Thursday, July 4, 2013


On this most American of holidays, I have a confession to make: I am no longer completely 100% Born in the USA.

Or at least my accent isn't. We have a good friend who is a voice coach and works with various actors on regional accents. She asked to record me and Himself as examples of a General American accent, and we of course said yes. So she came over with a bunch of recording equipment and a list of words and phrases for us to read. Imagine my surprise as, working my way through the list, I was asked to repeat myself on several occasions, with specific directions as to how to revert to my typical American accent! Apparently I've picked up some British pronunciations, but only when I'm talking to British people. When I start talking about America (I talked about Thanksgiving traditions for a bit), my accent goes completely back to "general American". Hunh.

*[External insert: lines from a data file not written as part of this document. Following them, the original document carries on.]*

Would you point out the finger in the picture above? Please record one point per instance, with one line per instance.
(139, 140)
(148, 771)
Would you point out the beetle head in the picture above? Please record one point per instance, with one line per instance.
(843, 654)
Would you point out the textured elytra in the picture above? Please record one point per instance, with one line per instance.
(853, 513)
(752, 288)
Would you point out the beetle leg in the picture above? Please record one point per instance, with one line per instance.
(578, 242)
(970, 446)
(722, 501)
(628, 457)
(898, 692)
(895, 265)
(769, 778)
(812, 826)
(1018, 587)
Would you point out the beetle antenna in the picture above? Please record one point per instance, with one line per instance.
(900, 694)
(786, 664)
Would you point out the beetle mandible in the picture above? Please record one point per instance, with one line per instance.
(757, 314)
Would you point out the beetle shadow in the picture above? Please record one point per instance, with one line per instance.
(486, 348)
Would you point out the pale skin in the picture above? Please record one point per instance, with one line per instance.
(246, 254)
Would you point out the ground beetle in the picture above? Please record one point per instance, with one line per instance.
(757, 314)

The most infuriating thing, however, is that my husband had absolutely no issues with maintaining a true blue American accent, a fact I attribute to his innate stubbornness. Or something like that.

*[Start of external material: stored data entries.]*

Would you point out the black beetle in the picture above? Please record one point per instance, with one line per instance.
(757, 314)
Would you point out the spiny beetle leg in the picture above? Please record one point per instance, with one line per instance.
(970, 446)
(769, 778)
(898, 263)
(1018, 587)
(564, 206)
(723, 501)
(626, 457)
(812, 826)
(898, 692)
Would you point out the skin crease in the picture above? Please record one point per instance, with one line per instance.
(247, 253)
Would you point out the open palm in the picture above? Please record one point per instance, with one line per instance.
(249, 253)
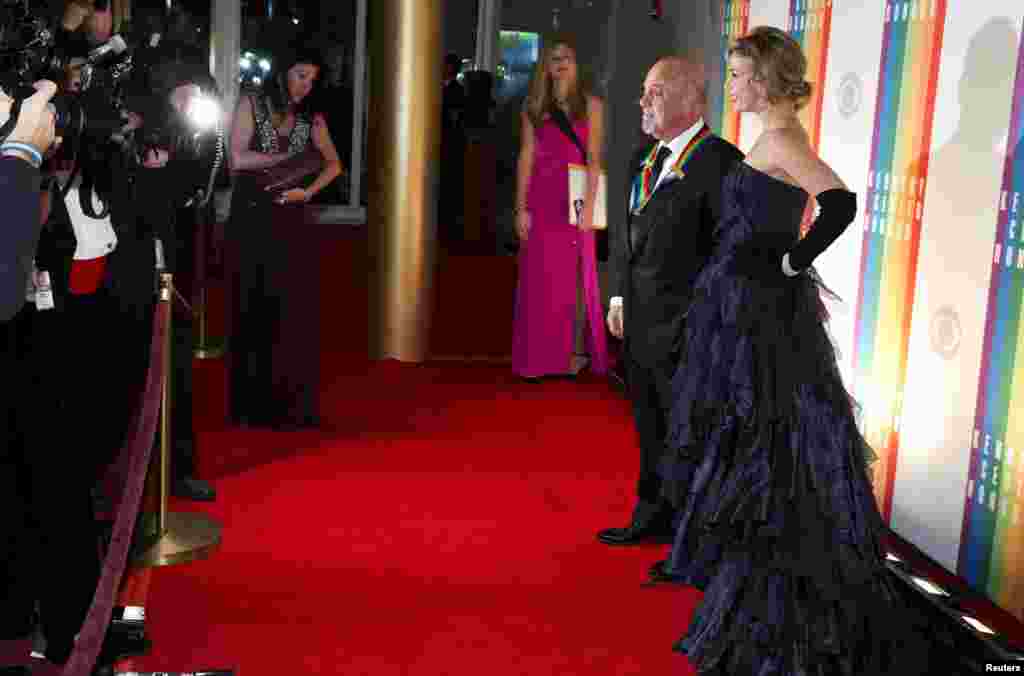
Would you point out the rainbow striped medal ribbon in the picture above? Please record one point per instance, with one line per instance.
(645, 181)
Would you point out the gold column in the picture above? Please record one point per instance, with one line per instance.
(404, 152)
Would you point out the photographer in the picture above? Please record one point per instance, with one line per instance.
(27, 130)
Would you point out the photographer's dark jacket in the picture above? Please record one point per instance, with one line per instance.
(140, 212)
(19, 234)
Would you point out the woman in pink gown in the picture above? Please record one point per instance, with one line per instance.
(558, 327)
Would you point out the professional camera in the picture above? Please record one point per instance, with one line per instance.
(130, 73)
(33, 46)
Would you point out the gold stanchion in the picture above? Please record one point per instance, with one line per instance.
(179, 537)
(205, 348)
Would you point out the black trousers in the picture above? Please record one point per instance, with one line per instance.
(649, 387)
(76, 374)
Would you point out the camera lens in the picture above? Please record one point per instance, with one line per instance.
(68, 117)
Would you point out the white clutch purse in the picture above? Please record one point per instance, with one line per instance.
(578, 191)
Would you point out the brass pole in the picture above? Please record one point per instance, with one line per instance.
(404, 149)
(166, 296)
(179, 537)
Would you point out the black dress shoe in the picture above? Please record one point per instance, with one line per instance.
(658, 575)
(636, 534)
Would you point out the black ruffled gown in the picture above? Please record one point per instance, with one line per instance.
(779, 524)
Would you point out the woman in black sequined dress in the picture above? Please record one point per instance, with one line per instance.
(274, 360)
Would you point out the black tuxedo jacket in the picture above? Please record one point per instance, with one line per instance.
(655, 278)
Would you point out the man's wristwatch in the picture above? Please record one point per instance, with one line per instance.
(24, 152)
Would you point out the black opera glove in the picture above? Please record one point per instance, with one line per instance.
(838, 209)
(765, 258)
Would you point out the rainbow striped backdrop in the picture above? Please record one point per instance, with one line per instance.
(991, 554)
(735, 17)
(810, 25)
(897, 178)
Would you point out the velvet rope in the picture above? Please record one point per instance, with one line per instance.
(127, 476)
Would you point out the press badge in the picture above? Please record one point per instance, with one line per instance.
(44, 292)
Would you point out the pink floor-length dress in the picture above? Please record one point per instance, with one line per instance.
(543, 332)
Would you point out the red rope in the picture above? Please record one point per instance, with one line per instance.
(130, 469)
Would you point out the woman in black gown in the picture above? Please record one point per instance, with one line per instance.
(274, 371)
(779, 526)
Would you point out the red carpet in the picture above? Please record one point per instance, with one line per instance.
(442, 524)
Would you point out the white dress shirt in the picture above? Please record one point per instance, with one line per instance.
(677, 145)
(95, 237)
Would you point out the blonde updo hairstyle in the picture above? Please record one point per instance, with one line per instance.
(778, 61)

I hope you all have a wonderful 4th of July!

Wednesday, March 20, 2013

Paradigm Shift

So, it's pretty much official - I am not running the 2013 London Marathon. As of this morning's torture session chiropractor appointment, with my still sore hip, the new diagnosis is bursitis with a side order of really crappy core strength and underlying mechanical problems, all of which combined comes down to one thing: I can not, at age 40, train for a marathon the way I did at 30.

This should come as no surprise to anyone (least of all me). As someone who has been active and athletic in some sort of organized (sometimes even obsessive) fashion since the age of 8, my self-image of my physical abilities has been pretty stable over the years. In my own mind's eye, I am a fit, athletic (if by no means fast at any sport aside from rowing), capable person. But if I am perfectly honest with myself, that is not what I am anymore. I am someone who used to train consistently, who used to commit to doing something active on a regular schedule, and that hasn't been the case since 2005, really.

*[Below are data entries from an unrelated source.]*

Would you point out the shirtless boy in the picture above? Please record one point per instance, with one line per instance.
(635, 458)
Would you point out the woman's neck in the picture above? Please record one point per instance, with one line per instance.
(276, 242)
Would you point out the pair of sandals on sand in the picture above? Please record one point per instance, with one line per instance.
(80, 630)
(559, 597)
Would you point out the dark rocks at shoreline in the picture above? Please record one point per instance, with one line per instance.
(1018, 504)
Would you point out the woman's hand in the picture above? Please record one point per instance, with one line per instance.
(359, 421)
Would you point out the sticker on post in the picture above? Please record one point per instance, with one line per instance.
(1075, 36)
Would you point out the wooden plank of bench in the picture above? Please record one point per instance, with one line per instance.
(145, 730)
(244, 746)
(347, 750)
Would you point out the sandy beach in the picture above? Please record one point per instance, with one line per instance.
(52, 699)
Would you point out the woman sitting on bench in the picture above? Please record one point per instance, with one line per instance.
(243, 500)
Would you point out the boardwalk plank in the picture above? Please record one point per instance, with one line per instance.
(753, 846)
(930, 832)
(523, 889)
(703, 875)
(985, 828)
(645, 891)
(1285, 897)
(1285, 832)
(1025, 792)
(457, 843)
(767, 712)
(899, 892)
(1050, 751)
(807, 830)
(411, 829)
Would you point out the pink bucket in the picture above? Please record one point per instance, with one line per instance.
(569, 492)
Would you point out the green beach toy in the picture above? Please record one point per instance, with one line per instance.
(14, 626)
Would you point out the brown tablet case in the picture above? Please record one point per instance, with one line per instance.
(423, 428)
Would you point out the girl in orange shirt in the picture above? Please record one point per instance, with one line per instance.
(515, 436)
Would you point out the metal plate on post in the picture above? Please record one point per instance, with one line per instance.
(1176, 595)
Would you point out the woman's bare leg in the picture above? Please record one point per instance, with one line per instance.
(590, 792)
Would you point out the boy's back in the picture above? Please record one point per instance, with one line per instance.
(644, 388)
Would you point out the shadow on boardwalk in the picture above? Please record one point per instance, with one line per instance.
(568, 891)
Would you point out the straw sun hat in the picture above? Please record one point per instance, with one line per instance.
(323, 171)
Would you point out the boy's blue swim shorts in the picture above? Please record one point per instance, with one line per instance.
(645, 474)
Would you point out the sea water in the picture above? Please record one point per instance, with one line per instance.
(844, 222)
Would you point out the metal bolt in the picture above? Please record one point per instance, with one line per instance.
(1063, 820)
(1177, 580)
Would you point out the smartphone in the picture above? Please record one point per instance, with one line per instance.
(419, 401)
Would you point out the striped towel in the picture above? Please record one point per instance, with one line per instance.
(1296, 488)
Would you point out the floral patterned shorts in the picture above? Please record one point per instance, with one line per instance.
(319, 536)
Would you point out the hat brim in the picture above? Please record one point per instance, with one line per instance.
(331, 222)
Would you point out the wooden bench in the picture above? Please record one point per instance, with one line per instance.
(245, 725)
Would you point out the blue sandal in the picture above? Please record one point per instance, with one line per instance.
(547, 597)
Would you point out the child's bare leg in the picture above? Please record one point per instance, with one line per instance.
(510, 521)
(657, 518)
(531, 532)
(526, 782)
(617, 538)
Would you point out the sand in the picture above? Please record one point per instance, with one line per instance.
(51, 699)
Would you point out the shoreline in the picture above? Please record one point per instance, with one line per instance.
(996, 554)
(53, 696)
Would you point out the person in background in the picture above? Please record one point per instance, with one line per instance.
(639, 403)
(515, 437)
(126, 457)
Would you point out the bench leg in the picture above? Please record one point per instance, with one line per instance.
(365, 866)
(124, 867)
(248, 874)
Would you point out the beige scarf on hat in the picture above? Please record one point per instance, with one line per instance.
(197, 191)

There have certainly been times when I've entered a race or an event and trained consistently for it, but that training hasn't continued past the finish line. What this failed attempt to train for the marathon has made abundantly clear is that, if I want to be able to run next year, and I mean really run - not just finish - I need to spend the next 13 months addressing my mechanical issues (hello Pilates!) and being consistently active. The answer is to start training now for an event that's more then a year away. And that is a hard concept for me to wrap my head around. Hopefully, the habit of consistence will carry me through the post 2014-marathon recovery period and I'll keep going. This isn't about weight, or body image, or any of that crap. This is about the realization, at 40, that if I don't get a handle on this now, the able-bodiedness that I take for granted could slip away without my even realizing its happening.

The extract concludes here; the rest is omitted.